O governo federal apresenta nesta terça-feira (30) as diretrizes do Plano Safra para o ciclo 2026/2027, sinalizando um ajuste na estratégia de financiamento agrícola diante de um cenário de restrição fiscal. O programa, que no ciclo anterior totalizou R$ 605,2 bilhões, deve priorizar a redução das taxas de juros em detrimento de uma expansão expressiva no volume total de recursos.

O lançamento será dividido em dois atos: o primeiro, voltado para produtores médios e grandes, será conduzido pelo vice-presidente Geraldo Alckmin, enquanto a apresentação para a agricultura familiar contará com a presença do presidente Luiz Inácio Lula da Silva. A expectativa do mercado é de que as taxas de juros para o segmento empresarial recuem entre 0,5 e 1 ponto percentual, acompanhando a trajetória da Selic.
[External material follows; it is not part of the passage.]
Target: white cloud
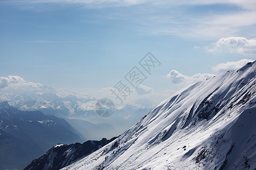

O desafio da equalização de juros

A principal tensão nas negociações envolve o custo da subvenção ao Tesouro Nacional. Enquanto a Frente Parlamentar da Agropecuária (FPA) pleiteia um aporte de R$ 27 bilhões para a equalização de juros, o governo trabalha com um orçamento mais apertado. A meta é garantir que o crédito rural continue acessível, apesar de o espaço fiscal limitar a capacidade de subsidiar taxas mais baixas de forma generalizada.

O Ministério da Agricultura tem defendido que o foco deve ser a redução das taxas para níveis que garantam a viabilidade financeira das operações. A estratégia busca mitigar o impacto dos custos de produção, especialmente em um momento em que a previsibilidade econômica é essencial para o planejamento das safras futuras.

Foco em resiliência e seguro rural

Além do crédito, o governo sinaliza uma mudança estrutural na política agrícola com o fortalecimento do seguro rural. Diante do aumento de eventos climáticos extremos, como as catástrofes recentes no Rio Grande do Sul, a pasta da Agricultura entende que os mecanismos de proteção ao produtor são fundamentais para a estabilidade do setor a longo prazo.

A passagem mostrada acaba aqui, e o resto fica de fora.